APL-2 and complement inhibition; a potential treatment of PNH and other complement complement-mediated diseases
Carolina Vega
Director of Pharmaceutical Development, Apellis Pharmaceuticals
The complement system is part of the body’s immune system. It can be activated by three principal activation pathways: the classical pathway, the lectin pathway and the alternative pathway. All three activation pathways converge on C3, leading to three principal effects of complement activation: opsonization, inflammation and the membrane attack complex formation. Under conditions of excessive or uncontrolled activation, the complement system plays a key role in a wide range of autoimmune and inflammatory diseases. Apellis lead product candidate, APL-2, targets the complement system at the C3 level, inhibiting all effects of the complement cascade. By inhibiting C3, we believe that APL-2 may effect disease control and disease modification.

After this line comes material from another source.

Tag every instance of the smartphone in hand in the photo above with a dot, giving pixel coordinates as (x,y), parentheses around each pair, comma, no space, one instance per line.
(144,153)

APL-2 is the conjugate of APL-1, a synthetic cyclic peptide, with a long half-life. It is currently in the clinic for the treatment of PNH and AMD. Recent data from healthy volunteer studies confirmed that pharmacological doses of APL-2 were safe and well tolerated and that APL-2’s PK/PD profile supports daily SC administration. In addition, daily APL-2 doses of 180 mg and 270 mg significantly reduced hemolytic activity as early as eight days after the start of dosing, and this inhibition was maintained through the dosing period.